🤖 AI Summary
This work addresses the limitations of existing Vision-Language-Action (VLA) models in cross-environment and cross-task fine-tuning, where fixed low-rank adaptation methods like LoRA fail to accommodate the high and dynamically varying intrinsic rank requirements. To overcome this, we propose LoRA-SP, the first energy-driven dynamic rank selection framework for VLA fine-tuning.
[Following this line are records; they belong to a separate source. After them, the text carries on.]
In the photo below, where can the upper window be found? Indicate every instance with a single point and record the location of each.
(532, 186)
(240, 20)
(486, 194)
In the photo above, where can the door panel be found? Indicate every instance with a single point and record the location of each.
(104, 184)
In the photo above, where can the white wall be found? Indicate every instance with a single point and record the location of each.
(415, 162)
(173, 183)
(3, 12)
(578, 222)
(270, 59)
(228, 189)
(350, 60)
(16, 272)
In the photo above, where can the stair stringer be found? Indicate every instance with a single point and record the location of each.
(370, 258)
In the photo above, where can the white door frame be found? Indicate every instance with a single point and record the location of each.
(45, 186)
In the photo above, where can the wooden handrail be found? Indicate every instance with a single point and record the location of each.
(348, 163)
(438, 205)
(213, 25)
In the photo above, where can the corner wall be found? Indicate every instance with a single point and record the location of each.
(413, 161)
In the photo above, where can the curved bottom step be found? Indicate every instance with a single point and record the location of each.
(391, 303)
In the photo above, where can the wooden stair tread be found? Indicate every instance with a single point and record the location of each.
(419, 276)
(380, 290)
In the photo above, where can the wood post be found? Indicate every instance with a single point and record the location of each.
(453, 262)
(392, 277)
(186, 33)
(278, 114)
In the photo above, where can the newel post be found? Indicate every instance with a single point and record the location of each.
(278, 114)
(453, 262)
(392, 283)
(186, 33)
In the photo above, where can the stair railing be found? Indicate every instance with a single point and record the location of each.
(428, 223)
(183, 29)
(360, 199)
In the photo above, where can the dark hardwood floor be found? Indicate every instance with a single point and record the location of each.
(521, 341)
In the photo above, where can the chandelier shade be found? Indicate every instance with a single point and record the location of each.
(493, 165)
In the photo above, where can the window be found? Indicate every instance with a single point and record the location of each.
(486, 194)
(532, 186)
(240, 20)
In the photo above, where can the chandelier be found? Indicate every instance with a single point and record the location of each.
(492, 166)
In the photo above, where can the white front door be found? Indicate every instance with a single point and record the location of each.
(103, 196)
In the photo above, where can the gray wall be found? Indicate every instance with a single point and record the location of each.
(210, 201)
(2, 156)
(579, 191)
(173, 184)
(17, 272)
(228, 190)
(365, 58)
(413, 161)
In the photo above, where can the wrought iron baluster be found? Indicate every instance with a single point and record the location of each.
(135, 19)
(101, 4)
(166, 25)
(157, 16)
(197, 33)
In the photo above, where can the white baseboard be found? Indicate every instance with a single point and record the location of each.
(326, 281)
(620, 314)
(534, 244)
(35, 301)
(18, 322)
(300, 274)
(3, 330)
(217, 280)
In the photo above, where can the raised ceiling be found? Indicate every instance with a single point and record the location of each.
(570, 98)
LoRA-SP employs an input- and layer-adaptive rank allocation mechanism that automatically identifies critical adaptation directions based on a spectral energy threshold. By integrating SVD-style parameterization, non-negative routing scores, a shared vector bank, and energy-based pruning, our method achieves performance on par with or superior to full fine-tuning in real-world robotic multi-task manipulation—using fewer trainable parameters—and improves task success rates by up to 31.6% over standard LoRA, while significantly enhancing generalization and robustness to perturbations.
📝 Abstract
Vision language action models (VLAs) are increasingly used for Physical AI, but deploying a pre-trained VLA model to unseen environments, embodiments, or tasks still requires adaptation. Parameter-efficient fine-tuning (PEFT), especially LoRA, is common for VLA policies, yet the exposed capacity knob, the rank, does not transfer uniformly: robotics transfer exhibits a higher and task-varying intrinsic rank than language fine-tuning. Small ranks suffice for LLMs (e.g., $r \in \{4, 8\}$), while spectral analyses indicate VLAs may require much larger ranks (e.g., $r \approx 128$) or near-full rank, a mismatch that worsens in multi-task settings. We present LoRA-SP (Select-Prune), a rank-adaptive fine-tuning method that replaces fixed-rank updates with input- and layer-wise capacity. LoRA-SP uses an SVD-style parameterization with a small router whose nonnegative scores act as singular values over a shared vector bank. The active set is chosen by an energy target on the cumulative squared scores $E(k) \ge \eta$, providing a direct link to approximation error via our spectral analysis. During training, $\eta$ concentrates energy on a few directions and teaches the router to rely on fewer vectors while preserving accuracy. This yields compact adapters that reduce cross-task interference and improve generalization. On four real-robot manipulation tasks collected on an unseen AgileX PiPER arm, across two VLA backbones ($\pi_0$ and SmolVLA), LoRA-SP matches or exceeds full fine-tuning with far fewer trainable parameters, and improves multi-task success by up to 31.6% over standard LoRA while remaining robust to rank choice.